“If you had been born and raised Catholic, you would not write the things you do. You would understand.” Words from a person recently joining Gentle Readers and bridling at certain blogs perceived as anti-Catholic.
In The Shadow Of The Steeple appeared in January, 2008. It is a rerun in the interest of disclosure. I intend to follow this with reruns of other blogs that are Catholic Church Related.
There is a huge chasm between being anti-something and being pro-reform.
In The Shadow of the Steeple
Shadow is a twin, a shaded place of respite and comfort as well as a shroud eclipsing what needs to be seen. The steeple of St. Peter’s represents an amazing heritage of doctrine and tradition, giving shelter and shadow to religion, family and community.
Most specific memories get boxed and stored because emotions are always stronger than detail. I would have said that I did not have specific memories of grade school, but snippets are there.
After dinner to dark kick-the can in the alley, digging a foxhole in the backyard, reading on Mert’s screened porch, baby sitting for 25 cents an hour, Sunday night radio on the living room floor, seven for dinner almost every night of the week, chocolate pudding for dessert, bacon on Sunday, Dad’s famous cracker soup when the budget required….Snippets of a wonderful childhood.
Long sleeved blue serge uniforms, suffocating in the spring and early autumn…
Esterbrook pens, Script ink, coupons for Grapette pop after helping the teacher clean the classroom…Absolute silence as the class lined the hall waiting for a scheduled turn in the restroom…
The privilege of giving up recess to sell candy in Sister Mary Lawrence’s fourth grade classroom…
Suffocating green corduroy slacks and weskit designed to protect modesty while playing basketball…
Getting caught wearing pink Tangee lipstick to a basketball game…
The excitement of a school year spent in a small basement space when numbers overcame the available classrooms…
Crying over the story of a young saint martyred for refusing to surrender a host to his tormentors…
Tiny paper desk mangers waiting for a ‘good deed’ piece of straw as part of Christmas preparation…
Believing–totally believing–in being Catholic…
Praying as if an answer would come…
Confessing to ease the original guilt I never understood…
The sound of snow when Susan and I did the winter walk to 6:00 Mass each morning…
Longing to play basketball without embarrassing myself as Mary Jo finessed every part of the game…

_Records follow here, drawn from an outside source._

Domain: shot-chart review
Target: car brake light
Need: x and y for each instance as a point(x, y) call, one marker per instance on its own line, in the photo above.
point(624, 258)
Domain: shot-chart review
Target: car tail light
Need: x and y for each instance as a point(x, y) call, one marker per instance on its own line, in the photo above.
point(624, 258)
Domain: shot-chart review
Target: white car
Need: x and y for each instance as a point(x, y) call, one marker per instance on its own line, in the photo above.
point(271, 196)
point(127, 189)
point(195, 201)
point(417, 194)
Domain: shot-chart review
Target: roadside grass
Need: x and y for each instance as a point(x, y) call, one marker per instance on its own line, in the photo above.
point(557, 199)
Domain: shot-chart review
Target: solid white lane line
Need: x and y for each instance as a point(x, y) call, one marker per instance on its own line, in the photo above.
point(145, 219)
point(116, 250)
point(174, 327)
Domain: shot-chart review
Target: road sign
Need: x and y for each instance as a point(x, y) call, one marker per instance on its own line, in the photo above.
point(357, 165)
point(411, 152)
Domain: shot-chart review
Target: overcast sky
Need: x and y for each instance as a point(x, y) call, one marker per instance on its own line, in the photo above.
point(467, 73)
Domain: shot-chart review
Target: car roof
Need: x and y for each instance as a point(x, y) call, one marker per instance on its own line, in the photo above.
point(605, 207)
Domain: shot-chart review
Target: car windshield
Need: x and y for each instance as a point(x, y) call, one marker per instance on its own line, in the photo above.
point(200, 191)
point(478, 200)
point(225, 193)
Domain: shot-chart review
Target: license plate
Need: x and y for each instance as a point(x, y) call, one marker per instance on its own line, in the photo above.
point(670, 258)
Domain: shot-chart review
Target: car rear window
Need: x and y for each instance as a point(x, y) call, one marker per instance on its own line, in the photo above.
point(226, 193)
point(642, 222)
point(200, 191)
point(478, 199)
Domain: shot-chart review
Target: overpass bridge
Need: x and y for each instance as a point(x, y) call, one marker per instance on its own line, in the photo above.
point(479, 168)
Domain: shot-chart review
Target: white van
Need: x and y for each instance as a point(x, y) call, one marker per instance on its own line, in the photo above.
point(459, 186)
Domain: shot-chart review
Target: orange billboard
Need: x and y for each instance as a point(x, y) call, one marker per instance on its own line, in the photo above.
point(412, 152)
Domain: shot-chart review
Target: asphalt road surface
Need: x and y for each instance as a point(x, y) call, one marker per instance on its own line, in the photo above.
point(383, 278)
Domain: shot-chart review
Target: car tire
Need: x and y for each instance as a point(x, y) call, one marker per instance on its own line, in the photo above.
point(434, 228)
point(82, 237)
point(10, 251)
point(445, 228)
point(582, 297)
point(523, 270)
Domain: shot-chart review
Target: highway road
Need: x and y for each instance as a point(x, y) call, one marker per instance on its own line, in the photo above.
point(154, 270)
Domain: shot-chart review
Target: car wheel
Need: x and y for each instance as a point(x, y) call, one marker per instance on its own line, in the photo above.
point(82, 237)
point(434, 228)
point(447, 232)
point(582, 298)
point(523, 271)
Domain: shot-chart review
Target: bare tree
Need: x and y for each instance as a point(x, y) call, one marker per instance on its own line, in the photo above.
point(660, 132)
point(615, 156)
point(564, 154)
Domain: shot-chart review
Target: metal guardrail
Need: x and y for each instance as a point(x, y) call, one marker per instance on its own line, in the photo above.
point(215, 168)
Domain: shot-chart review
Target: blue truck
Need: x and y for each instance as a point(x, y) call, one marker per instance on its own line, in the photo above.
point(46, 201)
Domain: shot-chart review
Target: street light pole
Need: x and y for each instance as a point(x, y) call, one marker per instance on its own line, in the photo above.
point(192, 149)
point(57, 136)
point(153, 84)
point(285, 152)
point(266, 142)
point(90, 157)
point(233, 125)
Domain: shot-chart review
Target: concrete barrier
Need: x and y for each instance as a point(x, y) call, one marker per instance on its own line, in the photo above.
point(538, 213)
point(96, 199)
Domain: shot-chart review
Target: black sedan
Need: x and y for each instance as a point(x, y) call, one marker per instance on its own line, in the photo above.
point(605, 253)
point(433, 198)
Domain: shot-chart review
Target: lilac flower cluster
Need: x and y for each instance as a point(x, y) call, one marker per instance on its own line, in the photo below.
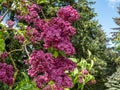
point(32, 13)
point(52, 87)
point(6, 72)
point(83, 74)
point(56, 32)
point(10, 23)
point(44, 68)
point(58, 35)
point(19, 38)
point(3, 55)
point(67, 13)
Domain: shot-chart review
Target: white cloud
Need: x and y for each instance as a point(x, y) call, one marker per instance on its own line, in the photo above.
point(113, 3)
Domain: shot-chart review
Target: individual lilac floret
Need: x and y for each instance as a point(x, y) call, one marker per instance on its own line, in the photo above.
point(6, 72)
point(44, 68)
point(3, 55)
point(19, 38)
point(68, 13)
point(10, 23)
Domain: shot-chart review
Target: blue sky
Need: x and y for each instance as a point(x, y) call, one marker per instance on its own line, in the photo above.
point(106, 10)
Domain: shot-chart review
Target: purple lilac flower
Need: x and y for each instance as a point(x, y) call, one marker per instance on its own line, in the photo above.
point(68, 13)
point(10, 23)
point(44, 68)
point(6, 72)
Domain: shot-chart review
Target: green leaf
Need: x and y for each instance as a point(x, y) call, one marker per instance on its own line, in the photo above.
point(2, 45)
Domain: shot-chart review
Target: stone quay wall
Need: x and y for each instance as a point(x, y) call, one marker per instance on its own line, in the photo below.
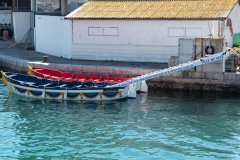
point(179, 81)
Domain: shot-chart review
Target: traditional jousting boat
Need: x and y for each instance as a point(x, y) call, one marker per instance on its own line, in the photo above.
point(40, 88)
point(68, 77)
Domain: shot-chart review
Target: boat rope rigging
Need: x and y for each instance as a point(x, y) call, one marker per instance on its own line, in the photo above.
point(180, 67)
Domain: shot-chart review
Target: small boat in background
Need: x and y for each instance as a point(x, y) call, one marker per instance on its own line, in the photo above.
point(68, 77)
point(41, 88)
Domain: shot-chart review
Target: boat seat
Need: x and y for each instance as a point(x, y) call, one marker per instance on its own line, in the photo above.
point(63, 85)
point(45, 85)
point(78, 86)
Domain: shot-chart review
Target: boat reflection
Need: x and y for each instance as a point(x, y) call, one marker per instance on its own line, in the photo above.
point(15, 103)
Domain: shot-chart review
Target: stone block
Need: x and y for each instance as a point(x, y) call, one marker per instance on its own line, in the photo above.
point(139, 72)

Daring the first peek at my report card, needing grades somewhere close to the standard set by Jack…
Overwhelmed by the importance of responsibility when walking with Bobby to school or to the store. “Take care of him”, was Mom’s standard.
The anticipation of recess on the girls’ side of the playground…a space with few trees and pocked asphalt. Our jump ropes and a handful of jacks the only equipment…
Rare occasions of newspaper wrapped lunch carried to school…
Terror in the stomach when Msgr. McKenna looked at me for the spelling of ‘transubstantiation’…
Awe remembering Sister Mary Regis handling 51 eighth graders with few discipline issues…
Thursday night devotions perfumed by incense and followed by a cherry coke at the Confectionary…
Wondering why a young priest rarely called on a girl for the answer to questions from the catechism…
The deliberate disobedience of stashing our winter slacks under bushes on the way to school…
Retrieving them stiff with cold on the way home…
Shame when I did not always defend the three ‘special needs’ kids in our class…
The choir nun telling me to stand on the back row and move my lips…
Having Mom and Dad discover that I charged candy bars for my friends at McCarty’s mom and pop…
Hating the hand-me-down blue winter coat worn my seventh grade winter…
Loving the off-white coat that Mom sewed the next winter…
Wondering if I actually fit into any group and praying that I did…
Embarrassment at making cheer leader only because few others bothered to try out…
Consuming pride when a teacher wrote a positive comment on my paper…
Guilt at my lack of humility and failure to thank God for the work that earned the comment…
Absolutely loving school…
Snippets that, from this distance of over 60 years, have the richness of warm chocolate swirled with cream.
I am intensely grateful for my education at St. Peter’s Parish and the Catholic community surrounding every part of those years. And that comforting vapor called time has given me the gift of acceptance for the chasm between some of the teaching and the reality of my life experience.